Senyum itu terlihat sangat lepas setelah nyaris tiga tahun lamanya direnggut paksa oleh takdir. Sepanjang aktifitasnya kali ini dalam membuat pesanan kue Ara tak berhenti bersenandung lirih. Melantunkan lirik bahasa kalbu dari diva Titi Dwi Jayanti.

Kemarin Ara mendapat surat dari sekolah Saka berisi pemberitahuan bahwa putra semata wayangnya itu terpilih untuk mewakili lomba bulu tangkis di Malaysia. Tidak ada yang bisa ia lakukan selain menjeritkan kalimat syukur berkali-kali.

Rasa bangga pada sang buah hati terasa menguasai benak Ara. Tidak sia-sia selama ini ia membesarkan Saka seorang diri. Jatuh bangun dan sangat tertatih.
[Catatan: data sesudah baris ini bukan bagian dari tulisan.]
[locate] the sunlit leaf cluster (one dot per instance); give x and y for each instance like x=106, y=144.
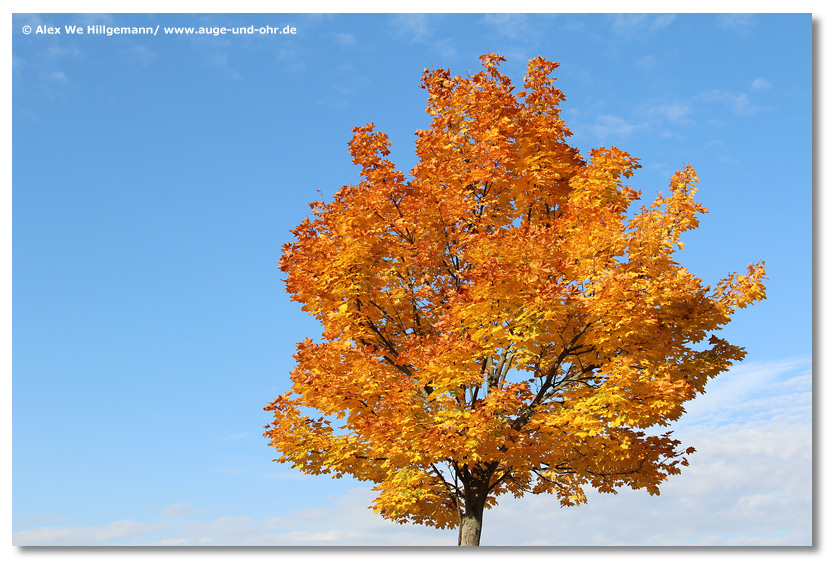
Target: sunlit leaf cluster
x=500, y=320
Buah hatinya bisa menjadi anak yang berprestasi dan pasti ayahnya akan sangat bangga di surga sana. Setiap suka pasti ada duka, tanpa terasa pipi Ara basah. Demi Tuhan, Ara sangat merindukan suaminya. Coba saja suaminya masih ada pasti akan dengan senang hati memboyong semua anggota keluarganya untuk menjadi supporter Saka di perlombaan nanti.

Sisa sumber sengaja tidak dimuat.